In Vivo CTC-445.2 protein Diverted SARS-CoV-2 from Real Target

Drawing fire from SARS-CoV-2, a computer-designed protein-protected research animal protected them against severe infection consequences. The protein, referred to as CTC-445.2, imitated the preferred target of SARS-CoV-2, the host cell receptor known as angiotensin converting enzyme 2 (ACE2). Since the protein is so similar to ACE2, it is likely that its usefulness as a decoy will continue. That is, for viral mutational escape, the protein is fundamentally robust.

      

Information about the protein appeared in the journal Science on November 5, in an article entitled, "De novo design of potent and resilient hACE2 decoys to neutralize SARS-CoV-2" The authors of the paper, mainly researchers at Neoleukin, a biopharmaceutical company, explained how they "developed a strategy for de novo protein design to quickly engineer decoys."

The researchers selected the top-ranking prototypes for further testing after using their strategy to produce approximately 35,000 computational decoys, selecting one especially strong candidate. Administering a variant of it stopped SARS-CoV-2 from infecting multiple human cell lines. A single prophylactic dose administered 12 hours before the viral challenge in the Syrian hamster model allowed all animals to survive the lethal dose, with minimal weight loss.

"The best decoy, CTC-445.2, binds to the receptor-binding domain of the spike protein with low nanomolar affinity and high specificity," the writers of the article wrote. "Cryogenic electron microscopy shows that the architecture is precise and that a single spike protein can bind to all three receptor binding domains simultaneously."

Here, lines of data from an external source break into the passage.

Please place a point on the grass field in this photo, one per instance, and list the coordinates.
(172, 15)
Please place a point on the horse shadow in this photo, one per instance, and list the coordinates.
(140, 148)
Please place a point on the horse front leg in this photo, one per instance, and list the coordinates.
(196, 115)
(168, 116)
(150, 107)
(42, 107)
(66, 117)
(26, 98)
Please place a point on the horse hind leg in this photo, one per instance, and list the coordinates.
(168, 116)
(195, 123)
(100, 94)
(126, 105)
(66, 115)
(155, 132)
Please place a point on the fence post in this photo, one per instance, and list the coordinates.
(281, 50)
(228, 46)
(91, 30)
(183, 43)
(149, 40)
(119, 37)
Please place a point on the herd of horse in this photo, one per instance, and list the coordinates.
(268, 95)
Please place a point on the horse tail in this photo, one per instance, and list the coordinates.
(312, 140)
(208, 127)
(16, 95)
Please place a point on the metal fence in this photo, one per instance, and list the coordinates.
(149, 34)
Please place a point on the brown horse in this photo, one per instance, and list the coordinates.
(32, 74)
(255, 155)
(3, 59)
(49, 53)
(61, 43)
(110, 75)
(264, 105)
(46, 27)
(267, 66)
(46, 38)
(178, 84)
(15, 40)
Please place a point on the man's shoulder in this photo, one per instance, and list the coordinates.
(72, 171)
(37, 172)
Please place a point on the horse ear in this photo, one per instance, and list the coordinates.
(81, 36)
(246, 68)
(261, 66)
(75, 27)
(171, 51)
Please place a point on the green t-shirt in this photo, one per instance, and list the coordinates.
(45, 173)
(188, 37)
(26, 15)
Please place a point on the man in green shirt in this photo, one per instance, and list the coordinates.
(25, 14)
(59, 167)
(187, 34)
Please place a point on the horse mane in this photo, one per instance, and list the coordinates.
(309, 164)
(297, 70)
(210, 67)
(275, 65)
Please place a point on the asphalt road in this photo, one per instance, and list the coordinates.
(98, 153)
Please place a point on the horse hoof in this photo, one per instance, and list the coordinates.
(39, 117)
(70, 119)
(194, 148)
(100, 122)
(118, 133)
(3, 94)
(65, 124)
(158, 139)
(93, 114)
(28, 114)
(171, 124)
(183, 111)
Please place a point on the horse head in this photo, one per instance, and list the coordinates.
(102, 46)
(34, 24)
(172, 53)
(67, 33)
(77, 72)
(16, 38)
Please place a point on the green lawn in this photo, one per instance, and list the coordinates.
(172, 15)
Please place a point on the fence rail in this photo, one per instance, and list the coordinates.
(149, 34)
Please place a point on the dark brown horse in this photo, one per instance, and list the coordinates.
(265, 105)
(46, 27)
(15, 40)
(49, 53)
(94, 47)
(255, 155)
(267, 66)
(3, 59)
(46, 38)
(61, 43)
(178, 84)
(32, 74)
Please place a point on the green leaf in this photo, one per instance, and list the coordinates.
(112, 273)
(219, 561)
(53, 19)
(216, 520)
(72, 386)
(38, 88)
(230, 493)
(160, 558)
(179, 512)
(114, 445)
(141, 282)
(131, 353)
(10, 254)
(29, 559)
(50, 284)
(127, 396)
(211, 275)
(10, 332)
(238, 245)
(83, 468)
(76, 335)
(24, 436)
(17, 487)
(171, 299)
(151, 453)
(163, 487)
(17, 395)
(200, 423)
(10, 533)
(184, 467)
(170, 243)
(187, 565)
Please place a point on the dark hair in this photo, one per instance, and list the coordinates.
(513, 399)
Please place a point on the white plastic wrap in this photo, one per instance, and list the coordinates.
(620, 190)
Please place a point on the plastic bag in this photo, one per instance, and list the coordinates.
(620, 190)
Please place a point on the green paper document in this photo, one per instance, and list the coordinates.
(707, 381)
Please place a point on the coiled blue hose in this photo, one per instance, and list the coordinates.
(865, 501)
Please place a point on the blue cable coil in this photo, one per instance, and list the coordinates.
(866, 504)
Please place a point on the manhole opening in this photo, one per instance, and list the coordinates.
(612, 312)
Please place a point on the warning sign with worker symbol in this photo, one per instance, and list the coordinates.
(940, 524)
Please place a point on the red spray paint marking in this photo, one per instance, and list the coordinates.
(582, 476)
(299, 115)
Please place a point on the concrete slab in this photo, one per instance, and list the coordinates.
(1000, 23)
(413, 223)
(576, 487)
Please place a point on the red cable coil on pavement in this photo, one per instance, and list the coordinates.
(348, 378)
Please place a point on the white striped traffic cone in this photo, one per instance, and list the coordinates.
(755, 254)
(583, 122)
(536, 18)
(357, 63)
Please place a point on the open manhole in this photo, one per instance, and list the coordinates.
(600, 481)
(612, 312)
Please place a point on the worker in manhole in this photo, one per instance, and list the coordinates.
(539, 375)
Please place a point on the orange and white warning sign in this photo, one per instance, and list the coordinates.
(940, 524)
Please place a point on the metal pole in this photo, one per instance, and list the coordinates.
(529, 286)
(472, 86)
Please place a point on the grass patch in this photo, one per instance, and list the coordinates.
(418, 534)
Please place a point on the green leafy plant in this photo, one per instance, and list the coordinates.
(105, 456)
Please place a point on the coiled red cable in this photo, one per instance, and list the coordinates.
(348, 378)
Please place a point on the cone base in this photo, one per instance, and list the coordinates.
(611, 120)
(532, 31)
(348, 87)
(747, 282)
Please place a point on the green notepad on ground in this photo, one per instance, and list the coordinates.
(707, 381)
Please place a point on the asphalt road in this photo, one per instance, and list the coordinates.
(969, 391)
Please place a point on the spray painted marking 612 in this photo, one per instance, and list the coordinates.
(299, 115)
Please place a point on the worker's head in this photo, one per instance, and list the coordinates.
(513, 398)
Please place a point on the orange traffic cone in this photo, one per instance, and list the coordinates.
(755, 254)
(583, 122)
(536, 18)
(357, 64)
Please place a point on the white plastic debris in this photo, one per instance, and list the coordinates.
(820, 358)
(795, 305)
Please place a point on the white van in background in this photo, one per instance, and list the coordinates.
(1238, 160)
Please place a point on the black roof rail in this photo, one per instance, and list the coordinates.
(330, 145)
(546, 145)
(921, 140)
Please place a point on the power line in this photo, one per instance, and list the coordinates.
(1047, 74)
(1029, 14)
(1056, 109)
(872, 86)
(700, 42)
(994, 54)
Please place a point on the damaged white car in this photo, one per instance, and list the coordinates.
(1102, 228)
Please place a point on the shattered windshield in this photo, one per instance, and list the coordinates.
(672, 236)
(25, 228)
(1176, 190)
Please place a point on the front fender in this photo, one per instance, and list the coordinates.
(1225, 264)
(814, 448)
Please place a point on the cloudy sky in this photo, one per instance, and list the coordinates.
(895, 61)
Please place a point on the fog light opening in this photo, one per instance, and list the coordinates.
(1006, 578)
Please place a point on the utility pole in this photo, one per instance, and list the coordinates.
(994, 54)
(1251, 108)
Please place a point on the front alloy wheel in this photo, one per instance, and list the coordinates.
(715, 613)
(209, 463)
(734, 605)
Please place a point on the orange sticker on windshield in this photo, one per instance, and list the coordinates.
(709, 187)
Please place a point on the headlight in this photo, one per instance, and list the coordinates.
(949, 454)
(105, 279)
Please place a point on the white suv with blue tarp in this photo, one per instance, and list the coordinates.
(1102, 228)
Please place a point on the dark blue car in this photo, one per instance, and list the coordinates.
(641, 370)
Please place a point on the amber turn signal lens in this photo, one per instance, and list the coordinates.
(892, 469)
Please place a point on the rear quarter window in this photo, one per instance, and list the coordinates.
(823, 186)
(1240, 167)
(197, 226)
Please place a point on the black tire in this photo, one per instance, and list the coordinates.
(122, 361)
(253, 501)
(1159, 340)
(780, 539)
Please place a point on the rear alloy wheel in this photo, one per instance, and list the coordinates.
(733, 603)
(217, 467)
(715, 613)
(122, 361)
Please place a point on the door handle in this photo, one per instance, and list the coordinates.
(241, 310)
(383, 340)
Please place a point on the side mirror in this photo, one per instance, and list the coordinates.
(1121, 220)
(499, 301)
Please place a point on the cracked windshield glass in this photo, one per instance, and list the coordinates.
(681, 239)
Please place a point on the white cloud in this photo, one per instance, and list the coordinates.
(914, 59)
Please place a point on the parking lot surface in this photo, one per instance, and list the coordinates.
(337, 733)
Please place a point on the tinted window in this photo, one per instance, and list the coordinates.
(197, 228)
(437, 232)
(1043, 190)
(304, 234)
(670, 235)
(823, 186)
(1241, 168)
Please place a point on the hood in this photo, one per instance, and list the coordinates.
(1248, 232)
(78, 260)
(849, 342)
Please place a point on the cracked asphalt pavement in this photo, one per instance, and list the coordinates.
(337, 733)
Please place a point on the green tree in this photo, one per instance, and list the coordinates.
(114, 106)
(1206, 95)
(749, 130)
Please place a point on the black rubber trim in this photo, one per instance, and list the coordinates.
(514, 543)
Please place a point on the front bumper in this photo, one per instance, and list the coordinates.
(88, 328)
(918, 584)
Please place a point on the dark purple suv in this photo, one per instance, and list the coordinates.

According to the authors, there are often significant challenges to natural proteins that are repurposed as therapeutics, such as low stability (which can complicate development, transport , and storage); residual (and undesirable) biological activity; and the possibility of an autoimmune reaction. "The authors went on to claim that" de novo protein decoys, on the other hand, are suitable for large-scale production in conventional bacterial systems, and their thermodynamic hyperstability can allow for simplified transport and storage.

CTC-445.2 (also known as NL-CVX1) and other de novo protein decoys were explicitly designed to bind the highly affinity SARS-CoV-2 spike protein, preventing its interaction with the infection-requiring viral receptor ACE2.

Daniel-Adriano Silva, PhD, vice president and head of research at Neoleukin, said, "We believe the development of NL-CVX1 is the fastest development of a therapeutic de novo protein from concept to preclinical validation." "It illustrates our most innovative concept to date."

"The rapid production of this targeted protein demonstrates the potential for a wide range of important biological problems to be solved by our de novo protein design framework and our team of scientists," added Jonathan Drachman, MD, CEO of Neoleukin. 'NL-CVX1 is intended to be safe and may theoretically be provided by intranasal spray or inhalation to prevent and treat SARS-CoV-2 infection of the lungs and upper airways. We are currently assessing the prospect of bringing this molecule forward to human clinical trials.